Linda Nelson is a retired school teacher of 37 years, a past president of the Iowa State Education Association, and a former member of the Iowa House.
Fool me once, shame on you. Fool me twice, shame on me. This familiar adage - like all of the good ones - rings true far too often in everyday life. We’ve all had experiences that make us shake our heads and think, “I should have known better.”
Luckily, in Pottawattamie County, we do know better. In fact, if we act now, we have an opportunity to learn our lesson and stop the County Board of Supervisors from fooling us twice.
As you read this column, decisions about how to spend $9 million in second round American Rescue Plan Act (ARPA) funds may very well be happening. If they aren’t, they’ll be happening soon. And it’s up to county residents to demand a say in how these funds are spent.
Last year, when I learned how the county supervisors planned to spend the first round of ARPA funds, I was shocked. Less so by the decisions they made - though they were shocking as well - but more so because I had no idea the decisions were being made at all. And I wasn’t the only one. My friends at United Today, Stronger Tomorrow contacted nearly 10,000 county residents and discovered that many were only just learning that the ARPA funding had come, and by then, had also gone.
How is it possible that five people decided how to spend a total $18 million meant for the county’s recovery from the COVID-19 pandemic, without asking county residents for their input?
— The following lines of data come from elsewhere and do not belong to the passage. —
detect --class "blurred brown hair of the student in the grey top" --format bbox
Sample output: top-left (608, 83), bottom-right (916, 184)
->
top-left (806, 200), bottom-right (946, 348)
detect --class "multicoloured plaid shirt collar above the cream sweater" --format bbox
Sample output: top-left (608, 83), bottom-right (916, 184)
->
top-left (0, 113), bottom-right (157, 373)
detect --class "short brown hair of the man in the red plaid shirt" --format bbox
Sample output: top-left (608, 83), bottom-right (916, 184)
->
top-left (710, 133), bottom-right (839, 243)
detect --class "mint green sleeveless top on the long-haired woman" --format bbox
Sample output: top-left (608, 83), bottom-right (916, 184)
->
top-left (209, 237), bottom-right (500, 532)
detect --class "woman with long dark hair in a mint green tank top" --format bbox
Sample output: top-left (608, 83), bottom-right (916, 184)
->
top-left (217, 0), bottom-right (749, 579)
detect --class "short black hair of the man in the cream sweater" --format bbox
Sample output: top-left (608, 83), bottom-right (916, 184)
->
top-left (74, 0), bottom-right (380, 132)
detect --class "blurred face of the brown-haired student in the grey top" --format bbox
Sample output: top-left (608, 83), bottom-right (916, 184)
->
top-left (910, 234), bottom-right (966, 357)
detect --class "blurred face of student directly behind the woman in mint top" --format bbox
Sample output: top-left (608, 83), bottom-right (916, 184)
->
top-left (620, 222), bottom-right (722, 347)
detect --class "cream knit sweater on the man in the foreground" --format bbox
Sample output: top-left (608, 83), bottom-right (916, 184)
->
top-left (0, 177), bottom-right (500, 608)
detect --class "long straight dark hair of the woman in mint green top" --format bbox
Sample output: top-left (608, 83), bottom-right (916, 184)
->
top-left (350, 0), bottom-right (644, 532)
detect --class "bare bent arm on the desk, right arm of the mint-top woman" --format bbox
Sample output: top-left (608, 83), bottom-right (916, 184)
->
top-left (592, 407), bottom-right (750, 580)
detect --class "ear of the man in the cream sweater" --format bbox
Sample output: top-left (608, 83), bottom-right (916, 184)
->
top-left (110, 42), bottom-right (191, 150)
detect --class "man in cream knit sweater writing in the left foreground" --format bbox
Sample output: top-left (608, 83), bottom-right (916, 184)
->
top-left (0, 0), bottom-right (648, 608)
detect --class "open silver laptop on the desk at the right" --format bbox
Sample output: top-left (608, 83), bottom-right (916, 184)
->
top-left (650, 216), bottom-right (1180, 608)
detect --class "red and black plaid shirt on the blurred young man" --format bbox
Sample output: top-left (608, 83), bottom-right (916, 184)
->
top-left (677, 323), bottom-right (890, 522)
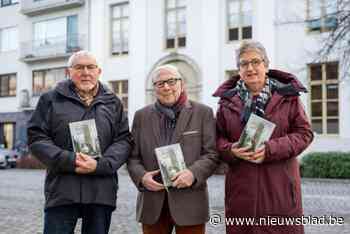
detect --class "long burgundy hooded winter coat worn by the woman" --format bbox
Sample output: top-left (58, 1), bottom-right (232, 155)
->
top-left (214, 70), bottom-right (313, 234)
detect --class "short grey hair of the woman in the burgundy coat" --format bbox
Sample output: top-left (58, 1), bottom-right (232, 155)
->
top-left (236, 40), bottom-right (270, 69)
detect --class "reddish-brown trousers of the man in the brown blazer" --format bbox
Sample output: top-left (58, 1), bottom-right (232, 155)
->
top-left (142, 201), bottom-right (205, 234)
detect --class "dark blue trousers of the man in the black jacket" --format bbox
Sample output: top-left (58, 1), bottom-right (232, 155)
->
top-left (44, 204), bottom-right (114, 234)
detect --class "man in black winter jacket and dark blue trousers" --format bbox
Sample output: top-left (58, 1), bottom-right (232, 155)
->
top-left (28, 51), bottom-right (131, 234)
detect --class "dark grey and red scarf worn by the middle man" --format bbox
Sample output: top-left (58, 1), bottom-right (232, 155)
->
top-left (155, 91), bottom-right (187, 145)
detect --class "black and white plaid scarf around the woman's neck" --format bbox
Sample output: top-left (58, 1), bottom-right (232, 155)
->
top-left (235, 77), bottom-right (277, 123)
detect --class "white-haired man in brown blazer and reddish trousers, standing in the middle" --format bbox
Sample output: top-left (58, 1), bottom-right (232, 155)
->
top-left (128, 64), bottom-right (218, 234)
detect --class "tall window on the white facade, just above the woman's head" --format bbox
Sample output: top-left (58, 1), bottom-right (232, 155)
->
top-left (227, 0), bottom-right (252, 41)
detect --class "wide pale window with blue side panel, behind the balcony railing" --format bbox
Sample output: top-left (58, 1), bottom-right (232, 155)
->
top-left (33, 15), bottom-right (79, 55)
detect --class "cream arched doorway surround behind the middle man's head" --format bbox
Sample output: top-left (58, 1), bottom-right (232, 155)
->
top-left (146, 54), bottom-right (202, 104)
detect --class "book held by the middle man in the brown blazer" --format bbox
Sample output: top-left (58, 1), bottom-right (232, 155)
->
top-left (155, 143), bottom-right (186, 189)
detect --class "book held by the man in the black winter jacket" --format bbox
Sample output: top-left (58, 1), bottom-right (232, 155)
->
top-left (69, 119), bottom-right (102, 158)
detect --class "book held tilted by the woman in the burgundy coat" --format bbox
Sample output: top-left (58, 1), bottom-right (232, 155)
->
top-left (238, 113), bottom-right (276, 151)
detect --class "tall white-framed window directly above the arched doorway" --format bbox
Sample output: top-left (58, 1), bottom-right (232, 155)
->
top-left (165, 0), bottom-right (186, 49)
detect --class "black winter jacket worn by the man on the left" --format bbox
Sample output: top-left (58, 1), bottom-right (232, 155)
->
top-left (28, 80), bottom-right (132, 208)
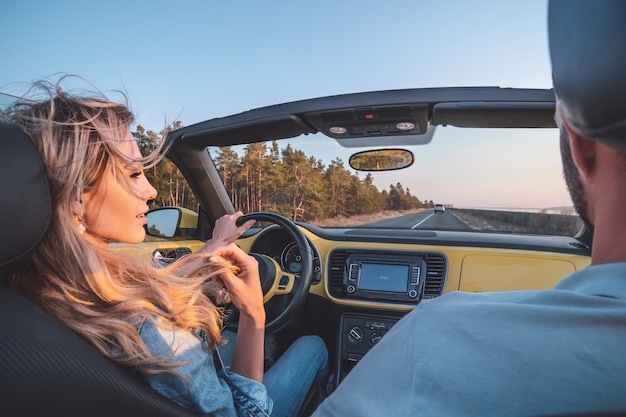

It’s bad practice and anathema to how elected officials should operate. When I was president of the Iowa State Education Association, representing 34,000 classroom teachers and other licensed professional staff, school support staff workers, retired teachers, area education agency employees, community college faculty, and future teachers, I traveled to 400 Iowa communities over two two year terms. I met with the folks I represented, because that’s what elected leaders are supposed to do.
From labor leaders to mayors to student council presidents: how can you succeed at your job - to represent the people - if you don’t know what’s important to the people?
You can’t. And neither can the Pottawattamie County Board of Supervisors.
We must demand a public input period before allocation decisions are made for the second round of ARPA funds. The County Board of Supervisors should willingly, eagerly, meet with county residents in town halls, churches, schools, and wherever there is access for folks in both rural parts of the county and Council Bluffs.
Elected officials shouldn’t be in the business of trying to fool their constituents, but when they are, they only get to do it once.